Bret, you'll get a kick out of this. I just read your post to my roomie and he said, "... and I can't even get my email to work." He adds his best wishes to this project and even bigger and better ones in the future.

Bret said...

erp,

Yes, I "get" to ride on it quite a bit while debugging. It's definitely interesting and fulfilling watching it work.

Hey Skipper said...

Wow. And that doesn't even begin to say it.

erp said...

Bret, when I said "get to ride it," I didn't realize that you are the brains and also hands-on in the literal field.

Clovis e Adri said...

Congratulations, Bret - not only for the achievement, but also for creating the closest real thing to a Dr. Seuss machine I've ever seen, both in name and looks!

Bret said...

Huh. And there I thought it looked like that Batmobile! :-)

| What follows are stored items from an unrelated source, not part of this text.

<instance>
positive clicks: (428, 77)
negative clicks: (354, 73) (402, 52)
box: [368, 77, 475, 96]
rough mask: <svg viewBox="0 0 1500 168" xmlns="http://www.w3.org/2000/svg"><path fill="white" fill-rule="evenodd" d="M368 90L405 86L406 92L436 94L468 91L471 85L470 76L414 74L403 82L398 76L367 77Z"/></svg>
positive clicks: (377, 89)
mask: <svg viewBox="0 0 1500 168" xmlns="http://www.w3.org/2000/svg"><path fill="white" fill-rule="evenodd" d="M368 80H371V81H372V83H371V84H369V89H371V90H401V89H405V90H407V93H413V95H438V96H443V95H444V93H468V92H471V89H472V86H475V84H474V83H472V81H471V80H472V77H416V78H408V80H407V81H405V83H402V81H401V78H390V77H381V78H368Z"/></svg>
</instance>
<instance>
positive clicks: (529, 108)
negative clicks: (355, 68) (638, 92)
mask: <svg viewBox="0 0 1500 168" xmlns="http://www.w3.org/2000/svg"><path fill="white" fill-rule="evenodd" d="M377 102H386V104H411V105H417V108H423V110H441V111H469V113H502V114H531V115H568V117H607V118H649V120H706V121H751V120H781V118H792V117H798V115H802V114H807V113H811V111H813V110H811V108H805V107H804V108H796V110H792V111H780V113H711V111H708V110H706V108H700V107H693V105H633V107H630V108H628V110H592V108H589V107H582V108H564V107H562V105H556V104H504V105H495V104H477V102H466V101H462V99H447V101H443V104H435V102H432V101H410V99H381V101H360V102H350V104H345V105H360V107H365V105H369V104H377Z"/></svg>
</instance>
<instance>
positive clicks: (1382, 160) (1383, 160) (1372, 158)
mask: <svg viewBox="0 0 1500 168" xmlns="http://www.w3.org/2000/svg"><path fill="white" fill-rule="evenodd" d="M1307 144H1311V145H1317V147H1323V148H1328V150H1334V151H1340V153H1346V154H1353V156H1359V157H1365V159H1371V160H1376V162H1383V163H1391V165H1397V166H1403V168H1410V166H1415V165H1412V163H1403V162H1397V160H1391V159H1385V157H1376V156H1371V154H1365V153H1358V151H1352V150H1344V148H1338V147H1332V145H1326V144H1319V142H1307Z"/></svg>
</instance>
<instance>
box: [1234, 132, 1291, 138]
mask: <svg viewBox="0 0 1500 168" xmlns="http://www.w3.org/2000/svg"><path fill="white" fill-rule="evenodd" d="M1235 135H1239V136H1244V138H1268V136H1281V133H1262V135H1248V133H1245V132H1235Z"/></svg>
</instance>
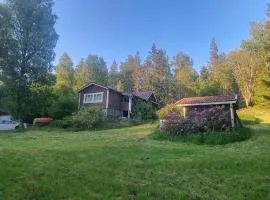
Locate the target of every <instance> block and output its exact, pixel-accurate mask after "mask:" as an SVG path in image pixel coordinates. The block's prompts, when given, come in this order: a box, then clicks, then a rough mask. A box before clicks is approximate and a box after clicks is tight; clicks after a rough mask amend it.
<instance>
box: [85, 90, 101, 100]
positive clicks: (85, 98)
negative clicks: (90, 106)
mask: <svg viewBox="0 0 270 200" xmlns="http://www.w3.org/2000/svg"><path fill="white" fill-rule="evenodd" d="M102 101H103V92H97V93H88V94H84V101H83V102H84V103H101V102H102Z"/></svg>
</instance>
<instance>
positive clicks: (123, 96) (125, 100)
mask: <svg viewBox="0 0 270 200" xmlns="http://www.w3.org/2000/svg"><path fill="white" fill-rule="evenodd" d="M128 101H129V98H128V97H127V96H123V97H122V99H121V102H128Z"/></svg>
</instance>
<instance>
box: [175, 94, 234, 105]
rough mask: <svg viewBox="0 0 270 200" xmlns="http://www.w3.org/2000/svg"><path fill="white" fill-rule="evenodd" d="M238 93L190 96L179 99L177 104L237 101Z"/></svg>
mask: <svg viewBox="0 0 270 200" xmlns="http://www.w3.org/2000/svg"><path fill="white" fill-rule="evenodd" d="M236 101H237V95H220V96H204V97H188V98H183V99H180V100H179V101H177V102H176V103H175V104H176V105H199V104H204V105H211V104H215V103H229V102H230V103H236Z"/></svg>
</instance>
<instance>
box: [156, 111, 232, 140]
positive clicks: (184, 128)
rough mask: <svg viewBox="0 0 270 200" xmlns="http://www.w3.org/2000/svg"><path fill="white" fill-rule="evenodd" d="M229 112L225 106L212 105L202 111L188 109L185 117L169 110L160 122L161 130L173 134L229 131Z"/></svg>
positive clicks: (197, 133)
mask: <svg viewBox="0 0 270 200" xmlns="http://www.w3.org/2000/svg"><path fill="white" fill-rule="evenodd" d="M230 123H231V122H230V113H229V111H227V110H226V109H225V106H214V107H211V108H205V109H203V110H202V111H196V110H193V111H190V112H189V114H188V115H187V117H186V118H184V117H183V116H181V115H180V114H179V112H176V111H171V112H169V113H168V114H167V116H166V117H165V119H164V121H163V123H162V124H161V127H160V128H161V131H164V132H168V133H170V134H173V135H186V134H190V133H194V134H199V133H203V132H213V131H229V130H230V129H231V125H230Z"/></svg>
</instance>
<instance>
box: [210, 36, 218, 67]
mask: <svg viewBox="0 0 270 200" xmlns="http://www.w3.org/2000/svg"><path fill="white" fill-rule="evenodd" d="M217 62H218V47H217V43H216V39H215V38H213V39H212V41H211V44H210V65H211V66H212V67H213V66H215V65H216V63H217Z"/></svg>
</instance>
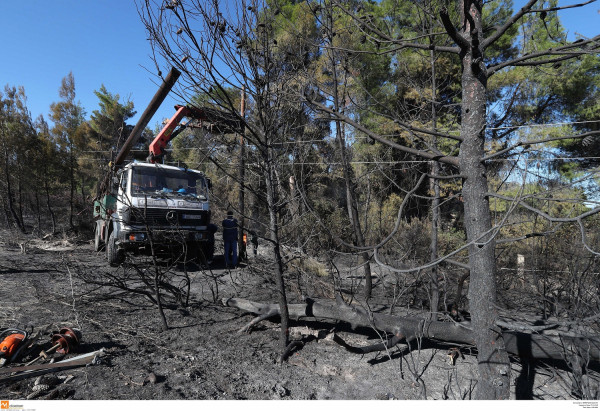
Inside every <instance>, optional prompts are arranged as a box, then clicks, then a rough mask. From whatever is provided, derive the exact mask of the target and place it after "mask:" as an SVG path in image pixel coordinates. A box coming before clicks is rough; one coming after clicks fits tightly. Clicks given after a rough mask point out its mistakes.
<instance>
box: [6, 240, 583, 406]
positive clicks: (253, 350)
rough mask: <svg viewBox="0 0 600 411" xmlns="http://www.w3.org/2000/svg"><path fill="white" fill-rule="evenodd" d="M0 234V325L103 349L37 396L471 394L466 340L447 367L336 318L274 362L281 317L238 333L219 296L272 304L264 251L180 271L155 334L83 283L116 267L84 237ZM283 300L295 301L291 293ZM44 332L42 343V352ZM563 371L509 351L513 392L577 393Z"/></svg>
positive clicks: (98, 292)
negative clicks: (223, 261)
mask: <svg viewBox="0 0 600 411" xmlns="http://www.w3.org/2000/svg"><path fill="white" fill-rule="evenodd" d="M1 235H2V237H0V279H1V281H0V284H1V287H0V301H1V302H2V310H0V329H3V328H8V327H19V328H23V327H27V328H29V329H31V328H32V327H33V329H34V330H36V331H37V330H41V329H44V328H46V327H49V330H58V329H59V328H61V327H74V328H79V329H80V330H81V332H82V335H83V339H82V343H81V345H80V346H79V347H78V350H77V351H78V353H87V352H92V351H95V350H99V349H101V348H103V349H104V350H105V355H104V356H103V357H102V361H101V363H100V364H98V365H93V366H89V367H85V368H76V369H71V370H66V371H60V372H55V373H53V374H51V375H52V376H54V377H59V379H56V378H54V381H51V383H49V387H48V388H47V390H46V391H41V392H40V393H39V394H35V395H38V396H37V397H36V399H83V400H96V399H102V400H107V399H119V400H124V399H125V400H145V399H163V400H185V399H194V400H208V399H230V400H236V399H259V400H270V399H273V400H280V399H283V400H308V399H318V400H325V399H344V400H358V399H371V400H373V399H398V400H405V399H428V400H434V399H468V398H470V397H471V395H472V392H473V389H474V387H475V384H476V359H475V356H474V355H470V351H469V348H468V347H461V351H462V353H463V354H464V358H458V360H457V362H456V364H455V365H451V364H450V363H448V357H447V353H448V349H449V347H450V346H448V345H434V344H432V343H427V342H424V343H423V345H421V346H420V347H419V346H415V345H413V346H412V347H407V346H404V345H399V346H397V347H395V348H393V349H392V350H390V352H388V353H385V352H383V353H378V354H376V353H373V354H368V355H357V354H352V353H350V352H348V351H346V350H345V349H344V348H342V347H341V346H340V345H338V344H337V343H335V342H333V341H332V338H331V335H332V334H331V330H332V329H334V328H335V332H336V334H337V335H338V336H341V337H342V338H343V339H344V340H346V341H347V342H348V343H350V344H353V345H357V346H359V345H369V344H373V343H375V342H377V341H378V336H377V335H376V334H374V333H373V332H371V331H370V330H350V329H348V328H345V327H344V325H342V324H337V325H336V324H333V323H316V322H312V323H293V324H292V325H293V328H292V337H293V338H295V339H302V340H303V341H304V342H305V344H304V346H303V347H302V348H301V349H300V350H298V351H297V352H295V353H294V354H293V355H292V356H291V358H290V359H289V361H288V362H286V363H284V364H283V365H279V363H278V355H279V352H278V338H279V328H278V323H277V322H276V321H264V322H262V323H259V324H258V325H257V326H255V328H254V329H253V331H252V332H251V333H239V332H238V330H240V329H241V328H242V327H243V326H244V325H246V324H247V323H248V322H249V321H251V320H252V318H254V317H253V316H252V315H249V314H245V313H244V312H241V311H239V310H237V309H235V308H229V307H224V306H223V305H222V303H221V302H220V300H221V298H224V297H225V298H227V297H242V298H248V299H251V300H255V301H264V302H275V299H274V298H275V297H274V295H275V293H274V288H275V284H274V281H272V280H270V279H269V275H268V274H265V273H268V261H267V259H266V257H265V256H264V255H262V256H261V255H259V256H258V257H254V256H252V257H251V259H250V262H249V264H248V266H246V267H243V268H237V269H234V270H225V269H223V267H222V260H221V259H219V258H218V256H217V258H216V261H215V264H214V266H213V267H214V269H213V270H212V272H206V271H201V270H197V269H196V270H195V271H194V269H193V268H192V269H190V268H189V267H188V268H187V269H188V270H190V271H189V275H190V278H191V280H192V282H191V293H190V300H189V304H188V306H187V307H186V308H185V309H182V308H181V307H177V306H175V305H169V306H168V307H166V315H167V320H168V323H169V326H170V329H169V330H168V331H165V332H161V331H159V330H160V320H159V317H158V315H157V310H156V307H155V306H154V305H152V304H151V303H149V300H148V299H146V298H143V297H136V296H135V295H132V294H123V293H119V292H114V290H112V289H110V288H107V287H98V286H91V285H89V284H86V283H85V282H84V281H82V279H81V278H80V277H81V275H80V274H81V273H82V272H85V273H88V274H90V273H92V274H102V273H109V274H110V273H111V272H112V273H114V272H116V269H111V268H110V267H108V266H107V264H106V263H105V260H104V253H99V254H98V253H95V252H94V251H93V250H92V243H91V241H87V240H73V239H71V240H59V239H53V240H46V241H39V240H28V241H26V240H18V239H17V238H16V237H14V236H12V234H10V233H7V232H3V233H1ZM111 270H112V271H111ZM180 270H182V271H183V270H184V268H180ZM261 273H262V274H261ZM290 300H292V301H294V300H295V301H297V298H296V296H295V294H294V292H293V290H291V291H290ZM48 335H49V334H48ZM48 335H45V336H44V337H43V339H42V340H41V341H42V342H44V343H45V346H44V347H45V348H46V349H47V348H49V346H50V344H49V336H48ZM73 355H75V354H69V355H68V356H73ZM563 368H564V367H563V366H561V365H560V364H558V365H557V364H547V363H541V362H537V363H536V366H535V367H534V368H531V367H526V368H522V365H521V363H520V362H519V360H517V359H515V360H514V361H513V362H512V381H513V382H514V383H515V385H513V387H512V393H513V394H512V397H513V398H518V399H523V398H533V399H552V400H557V399H558V400H561V399H563V400H573V399H575V398H574V397H573V396H572V395H571V382H570V373H568V372H567V371H566V370H565V369H563ZM68 376H72V378H69V379H66V377H68ZM45 378H46V380H51V379H52V378H50V377H45ZM35 380H36V379H35V378H28V379H25V380H21V381H14V382H7V383H4V384H2V383H0V398H2V399H21V400H23V399H26V398H28V396H29V398H32V397H31V395H32V393H33V390H34V388H33V387H34V382H35ZM41 382H42V383H43V382H44V380H42V381H41ZM46 382H47V381H46ZM38 383H40V381H38ZM517 392H518V394H517Z"/></svg>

(As an aside, the main operator's nickname was batman long before he started driving the thing!)

Clovis e Adri said...

BTW, do you really need batman driving it? I guess it is easier to automate that function than any of the other magic things it does...

Bret said...

Yes and no. It would be trivial to automate driving it down the field. The problem is when you get to the end. Even ignoring the ditches and parked cars and people, turning around generally involves going over a bump which means one of the wings has to be lifted slightly or it gets pushed into the ground. Also, there's a bit of a safety issue involved in turning a 20,000 pound gizmo loose. Even a slight malfunction could be a LOT of damage.

Lastly, given the cost of the machine and related finance costs, the cost of the driver, while not trivial, doesn't make that much of a difference.

erp said...

Bret, instead of turning the Bretmobile around, can it not be fitted out to be driven from the front or back like NY subway cars.

Sorry :-( if this is dumbest idea you've ever heard. I have no idea if such a thing would even be possible, but I always thought the old Horn & Hardart ad, "Less Work for Mother," were words to live by.

Bret said...

I guess you could, but I'm not seeing an advantage. It has to move over 40 feet no matter what (to get to a new part of the field) and a 40ft diameter turn is pretty hard to beat efficiency-wise.